Intitulada “in libutils”, a primeira falha é suscetível para celulares a partir do Android (1.0), lançado em 2008. Ela é complementada por uma segunda vulnerabilidade, a “in libstagefright”, que consiste em um mecanismo para acioná-la em smartphones novos – incluído aqueles que devem receber o Android Marshmallow (6.0).
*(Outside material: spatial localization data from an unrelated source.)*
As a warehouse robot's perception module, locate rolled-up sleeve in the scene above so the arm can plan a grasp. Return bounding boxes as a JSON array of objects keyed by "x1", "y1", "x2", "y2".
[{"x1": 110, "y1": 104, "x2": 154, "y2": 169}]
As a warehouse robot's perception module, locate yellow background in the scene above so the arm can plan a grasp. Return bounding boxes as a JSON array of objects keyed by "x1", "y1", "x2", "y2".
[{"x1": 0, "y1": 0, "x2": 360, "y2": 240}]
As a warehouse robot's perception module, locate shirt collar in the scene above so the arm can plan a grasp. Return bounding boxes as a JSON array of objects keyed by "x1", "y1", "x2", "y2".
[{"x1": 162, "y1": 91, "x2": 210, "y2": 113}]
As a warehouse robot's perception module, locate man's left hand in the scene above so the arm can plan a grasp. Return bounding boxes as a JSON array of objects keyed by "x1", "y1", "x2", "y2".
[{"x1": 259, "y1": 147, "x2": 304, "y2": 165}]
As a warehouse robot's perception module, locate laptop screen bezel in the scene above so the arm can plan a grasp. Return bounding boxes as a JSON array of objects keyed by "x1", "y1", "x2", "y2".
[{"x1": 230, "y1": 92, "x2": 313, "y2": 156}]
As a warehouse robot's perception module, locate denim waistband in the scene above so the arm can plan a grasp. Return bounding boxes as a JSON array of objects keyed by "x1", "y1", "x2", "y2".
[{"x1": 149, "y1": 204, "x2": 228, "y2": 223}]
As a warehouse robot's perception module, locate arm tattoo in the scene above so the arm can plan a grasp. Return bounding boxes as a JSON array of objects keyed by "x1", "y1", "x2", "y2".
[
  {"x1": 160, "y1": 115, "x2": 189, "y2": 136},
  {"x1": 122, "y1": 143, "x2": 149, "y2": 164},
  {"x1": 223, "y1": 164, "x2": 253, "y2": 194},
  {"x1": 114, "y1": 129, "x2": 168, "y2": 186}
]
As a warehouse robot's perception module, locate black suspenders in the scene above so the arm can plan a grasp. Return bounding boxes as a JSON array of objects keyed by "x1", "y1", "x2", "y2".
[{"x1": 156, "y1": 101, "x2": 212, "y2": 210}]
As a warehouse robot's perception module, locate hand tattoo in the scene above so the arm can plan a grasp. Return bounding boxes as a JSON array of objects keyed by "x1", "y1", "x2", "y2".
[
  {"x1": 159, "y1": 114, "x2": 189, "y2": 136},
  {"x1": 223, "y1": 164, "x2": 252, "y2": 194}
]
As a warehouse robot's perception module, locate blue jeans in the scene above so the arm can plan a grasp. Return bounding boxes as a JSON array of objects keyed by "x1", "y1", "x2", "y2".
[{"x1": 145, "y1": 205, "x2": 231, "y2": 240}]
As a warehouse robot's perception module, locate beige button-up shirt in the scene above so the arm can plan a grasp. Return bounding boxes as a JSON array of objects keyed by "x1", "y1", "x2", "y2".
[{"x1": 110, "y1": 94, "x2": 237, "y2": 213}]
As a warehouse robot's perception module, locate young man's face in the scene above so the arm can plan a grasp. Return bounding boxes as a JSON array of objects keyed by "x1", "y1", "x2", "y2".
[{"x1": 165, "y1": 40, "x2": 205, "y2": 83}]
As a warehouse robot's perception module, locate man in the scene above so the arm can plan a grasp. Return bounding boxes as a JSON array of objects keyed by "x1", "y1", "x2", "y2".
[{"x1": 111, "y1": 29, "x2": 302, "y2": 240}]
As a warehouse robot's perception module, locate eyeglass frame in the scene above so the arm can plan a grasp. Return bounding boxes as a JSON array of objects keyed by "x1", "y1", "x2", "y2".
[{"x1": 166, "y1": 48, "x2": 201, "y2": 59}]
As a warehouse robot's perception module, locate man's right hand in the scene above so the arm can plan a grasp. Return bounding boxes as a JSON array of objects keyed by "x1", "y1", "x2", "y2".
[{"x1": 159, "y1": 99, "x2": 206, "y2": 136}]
Joshua J.Drake, vice-presidente de pesquisa da Zimperium zLabs, disse em uma postagem no blog da empresa que o Google foi alertado.
O gigante da Internet publicou na página do grupo de segurança do Android que deve lançar uma atualização de segurança (patch) para corrigir as aberturas no próximo dia 5 de outubro para os smartphones Nexus e trabalha com fabricantes e operadoras de telefonia móvel para lançar rapidamente a correção aos demais usuários. “Esse assunto é considerado crítico, devido à possibilidade de controle remoto do aparelho”, informou o Google por meio do fórum Android Security Updates.
Cronologia e cautela
A falha foi descoberta por Drake no dia 15 de agosto. O executivo da empresa de cibersegurança considerou “rápida” a resposta do Google para remediar o problema. De acordo com outra companhia de segurança, a Symantec revelou que operadoras e fabricantes receberam o patch no dia 10 de setembro. Até a atualização ser lançada, a Symantec aconselha aos usuários do Android procederem com cautela ao acessar sites na internet por meio de navegadores nos smartphones e ao abrirem vídeos e músicas não solicitadas.